Case Study

Cyclist killed on Corvedale Road near Craven Arms, Salop

Incident date: 
Wed, 17 Oct 2012

A cyclist has been killed and another man seriously injured in a crash on Corvedale Road, near Craven Arms.

A second man had his leg broken when he was attempting to help the cyclist.

The crash occurred at around 08:00 in the morning. It is not known what other road users were involved and whether any arrests have been made.

  • UPDATE (06/11/14)

Two people have gone on trial accused of causing death by careless driving at Shrewsbury Crown Court. The victim, John Edmund Searle, was killed in a sequence of events that saw him run over twice.

The other person injured in the incident was a man who came to the aid of the cyclist. The good Samaritan was hit by another car and suffered a broken leg.

Pamela Willocks and Russel Davies deny causing the death of the 59-year-old classroom assistant, who was killed on the B4368 Corvedale Road near Craven Arms in 2012.

The jury at Shrewsbury Crown Court was told that Willocks, 50, of Watling Street South, Church Stretton, had clipped Mr Searle with her wing mirror, and then Davies, 54, of Burway Road, Church Stretton, had run over him.

Prosecutor Simon Davis said another man, Gary Pitkin, had stopped to help Mr Searle but had then been run over himself.

He said: “Just about 8.20am on October 17, 2012, John Searle was riding his pushbike eastward out of Craven Arms. As he was riding along, Pamela Willocks came up behind him, totally oblivious to his presence. As she came up, the wing mirror struck either his handlebars or Mr Searle, and that caused him to fall where he sustained an injury to his head.
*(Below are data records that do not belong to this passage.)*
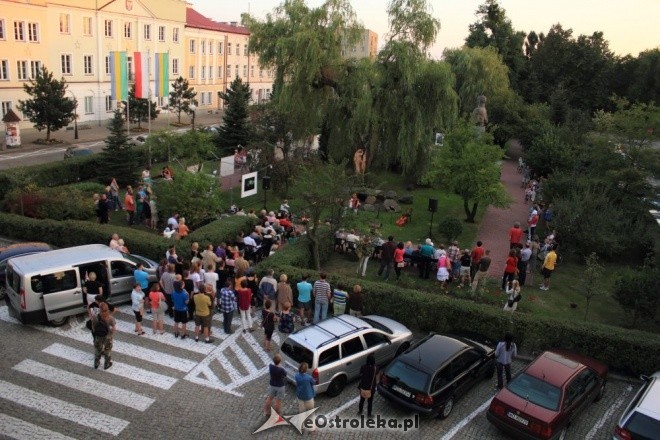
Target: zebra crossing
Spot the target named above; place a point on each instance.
(151, 364)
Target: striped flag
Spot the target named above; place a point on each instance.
(162, 74)
(118, 76)
(141, 75)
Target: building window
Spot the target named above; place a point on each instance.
(6, 106)
(4, 70)
(19, 31)
(35, 68)
(88, 65)
(33, 32)
(87, 26)
(22, 70)
(66, 64)
(65, 24)
(89, 105)
(108, 28)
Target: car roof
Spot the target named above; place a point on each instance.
(64, 257)
(328, 331)
(554, 368)
(434, 351)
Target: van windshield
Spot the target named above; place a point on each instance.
(297, 352)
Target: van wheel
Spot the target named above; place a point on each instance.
(336, 386)
(58, 322)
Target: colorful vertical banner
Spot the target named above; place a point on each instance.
(118, 76)
(162, 74)
(141, 75)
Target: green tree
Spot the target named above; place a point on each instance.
(182, 96)
(139, 108)
(469, 166)
(119, 160)
(235, 129)
(48, 108)
(202, 200)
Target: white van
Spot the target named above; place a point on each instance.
(48, 286)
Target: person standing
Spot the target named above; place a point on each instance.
(305, 391)
(387, 258)
(549, 264)
(504, 352)
(322, 294)
(368, 374)
(103, 327)
(276, 385)
(227, 300)
(137, 305)
(305, 300)
(180, 301)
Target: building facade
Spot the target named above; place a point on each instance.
(73, 39)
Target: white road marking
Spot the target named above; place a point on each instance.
(118, 368)
(21, 430)
(85, 384)
(61, 409)
(466, 420)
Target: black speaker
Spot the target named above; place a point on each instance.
(433, 205)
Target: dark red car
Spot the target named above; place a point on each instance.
(541, 401)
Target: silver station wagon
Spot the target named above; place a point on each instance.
(336, 348)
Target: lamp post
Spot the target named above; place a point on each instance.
(192, 108)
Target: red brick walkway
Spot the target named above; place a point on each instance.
(494, 229)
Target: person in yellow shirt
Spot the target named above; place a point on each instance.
(548, 267)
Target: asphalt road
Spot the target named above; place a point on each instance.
(162, 387)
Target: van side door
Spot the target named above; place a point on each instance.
(61, 293)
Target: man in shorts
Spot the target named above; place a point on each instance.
(276, 385)
(180, 300)
(203, 316)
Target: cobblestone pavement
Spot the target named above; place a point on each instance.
(162, 387)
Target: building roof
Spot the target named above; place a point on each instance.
(196, 20)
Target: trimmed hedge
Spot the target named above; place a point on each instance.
(627, 351)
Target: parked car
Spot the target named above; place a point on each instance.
(336, 348)
(641, 419)
(542, 400)
(16, 250)
(430, 376)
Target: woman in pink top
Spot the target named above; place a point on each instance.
(399, 252)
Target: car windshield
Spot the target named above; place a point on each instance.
(408, 375)
(642, 426)
(297, 352)
(536, 391)
(377, 325)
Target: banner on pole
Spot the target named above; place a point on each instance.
(162, 74)
(118, 76)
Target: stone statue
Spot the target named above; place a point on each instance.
(480, 115)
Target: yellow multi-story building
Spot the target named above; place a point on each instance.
(73, 39)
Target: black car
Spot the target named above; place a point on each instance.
(17, 250)
(432, 374)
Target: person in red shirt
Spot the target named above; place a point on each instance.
(476, 255)
(515, 234)
(509, 269)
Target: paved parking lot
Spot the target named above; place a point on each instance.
(162, 387)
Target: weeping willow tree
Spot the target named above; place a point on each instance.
(389, 106)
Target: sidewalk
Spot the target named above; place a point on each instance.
(92, 132)
(494, 229)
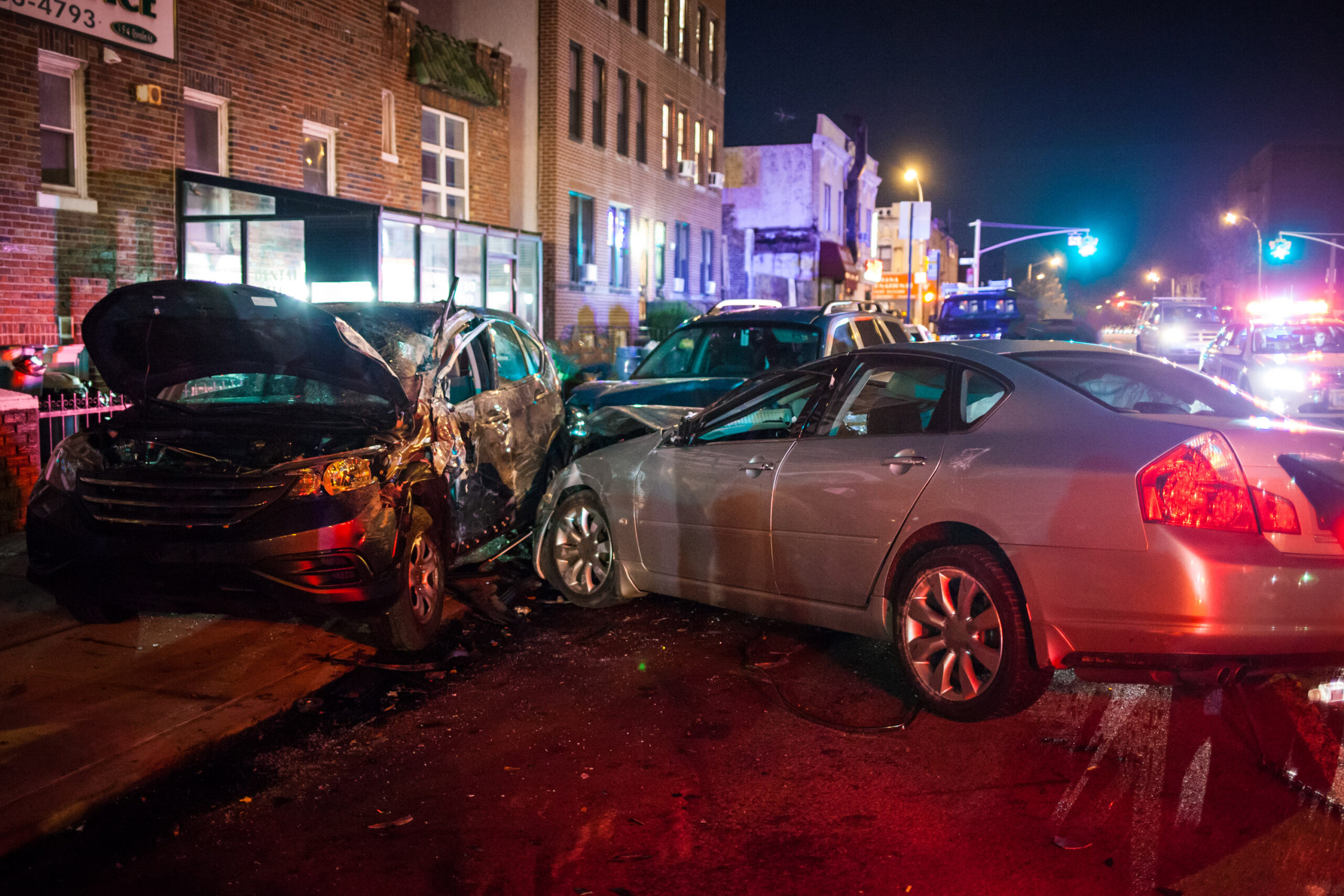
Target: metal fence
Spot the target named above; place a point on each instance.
(62, 416)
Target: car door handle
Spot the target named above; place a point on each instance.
(905, 460)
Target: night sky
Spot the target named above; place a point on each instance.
(1120, 117)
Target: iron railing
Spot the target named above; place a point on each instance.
(62, 416)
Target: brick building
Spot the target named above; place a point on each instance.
(324, 148)
(631, 128)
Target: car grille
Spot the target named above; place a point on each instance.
(176, 501)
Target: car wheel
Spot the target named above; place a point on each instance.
(413, 621)
(580, 555)
(961, 637)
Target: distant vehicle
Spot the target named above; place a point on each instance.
(998, 510)
(1292, 362)
(1178, 328)
(316, 460)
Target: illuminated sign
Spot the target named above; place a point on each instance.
(143, 25)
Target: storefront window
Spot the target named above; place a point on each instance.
(436, 263)
(469, 263)
(214, 251)
(276, 257)
(398, 261)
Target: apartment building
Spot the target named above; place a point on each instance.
(631, 131)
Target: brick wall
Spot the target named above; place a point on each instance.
(19, 461)
(601, 172)
(279, 62)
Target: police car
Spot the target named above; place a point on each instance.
(1289, 355)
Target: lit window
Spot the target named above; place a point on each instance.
(443, 164)
(206, 117)
(319, 159)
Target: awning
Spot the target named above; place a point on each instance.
(838, 263)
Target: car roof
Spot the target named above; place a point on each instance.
(805, 315)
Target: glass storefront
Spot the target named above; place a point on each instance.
(326, 249)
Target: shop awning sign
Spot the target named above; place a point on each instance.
(148, 26)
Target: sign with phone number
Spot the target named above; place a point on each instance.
(144, 25)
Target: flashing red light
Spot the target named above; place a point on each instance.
(1198, 484)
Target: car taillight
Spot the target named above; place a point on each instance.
(1198, 484)
(1277, 513)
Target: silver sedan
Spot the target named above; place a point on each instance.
(995, 510)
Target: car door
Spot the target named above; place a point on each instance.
(846, 488)
(704, 508)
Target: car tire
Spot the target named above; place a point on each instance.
(579, 554)
(982, 666)
(413, 621)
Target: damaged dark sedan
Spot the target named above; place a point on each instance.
(288, 458)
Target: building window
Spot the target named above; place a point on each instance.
(623, 113)
(618, 245)
(695, 145)
(640, 140)
(390, 127)
(707, 262)
(682, 257)
(660, 242)
(714, 51)
(575, 92)
(667, 136)
(61, 121)
(701, 35)
(598, 101)
(319, 159)
(581, 237)
(444, 178)
(206, 119)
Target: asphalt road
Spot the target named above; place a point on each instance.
(664, 747)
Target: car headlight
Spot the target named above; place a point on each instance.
(1284, 379)
(71, 457)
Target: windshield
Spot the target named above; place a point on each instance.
(1294, 339)
(1193, 315)
(730, 350)
(1138, 385)
(958, 308)
(255, 390)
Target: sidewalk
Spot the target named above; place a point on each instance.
(89, 712)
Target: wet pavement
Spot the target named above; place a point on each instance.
(666, 747)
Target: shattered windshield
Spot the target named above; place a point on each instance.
(730, 350)
(268, 390)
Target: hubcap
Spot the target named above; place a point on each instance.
(952, 635)
(423, 577)
(582, 550)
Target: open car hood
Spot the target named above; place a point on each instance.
(144, 338)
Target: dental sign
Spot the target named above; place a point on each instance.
(142, 25)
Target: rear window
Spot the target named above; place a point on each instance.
(1136, 385)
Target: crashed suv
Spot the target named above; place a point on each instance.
(288, 458)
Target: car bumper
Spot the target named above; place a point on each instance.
(330, 558)
(1193, 599)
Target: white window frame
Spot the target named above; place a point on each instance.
(328, 133)
(444, 152)
(390, 128)
(221, 107)
(69, 198)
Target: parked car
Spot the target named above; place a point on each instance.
(322, 460)
(998, 510)
(710, 355)
(1294, 363)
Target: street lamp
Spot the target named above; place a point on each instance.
(913, 176)
(1232, 219)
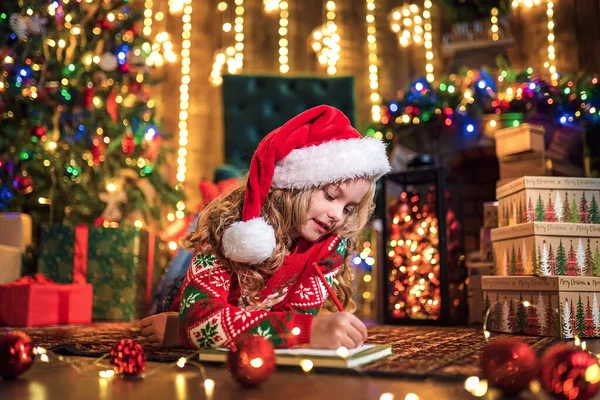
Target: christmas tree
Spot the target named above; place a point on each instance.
(550, 215)
(551, 261)
(513, 262)
(589, 260)
(567, 217)
(550, 320)
(597, 260)
(573, 318)
(584, 212)
(79, 125)
(521, 316)
(486, 304)
(512, 323)
(580, 319)
(505, 321)
(540, 211)
(574, 211)
(545, 261)
(561, 259)
(533, 324)
(567, 331)
(589, 320)
(534, 264)
(519, 267)
(594, 212)
(572, 262)
(596, 315)
(530, 213)
(541, 312)
(558, 207)
(581, 258)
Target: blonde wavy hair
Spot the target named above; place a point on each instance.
(285, 210)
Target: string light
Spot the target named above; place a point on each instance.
(428, 40)
(551, 49)
(147, 31)
(408, 24)
(334, 40)
(284, 66)
(184, 93)
(375, 98)
(271, 5)
(494, 27)
(239, 34)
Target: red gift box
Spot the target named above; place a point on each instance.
(39, 301)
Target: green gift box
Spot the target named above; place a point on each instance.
(121, 263)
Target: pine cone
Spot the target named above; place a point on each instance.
(128, 357)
“Travelling some distance behind Mrs Willocks was Russel Davies, driving a VW transporter van with a work colleague. He also didn’t see Mr Searle and drove over him, causing serious injury to his left leg, pelvis and abdomen.

“Another woman was driving behind and also failed to see him, driving over his right leg, causing injury, but nothing as grave as the other injuries.

“Shortly after this, Gary Pitkin, was driving in the opposite direction with three children in the car. He got out to see what he could do. As he was on the phone to the emergency services another car hit him, breaking his leg.”

Mr Searle, of Newington Way, Craven Arms, worked part-time at Onny Primary School in nearby Onibury.

The trial continues.

  • UPDATE (14/11/14)

Giving evidence at court yesterday, Davies said he had been on the way to a job when it happened.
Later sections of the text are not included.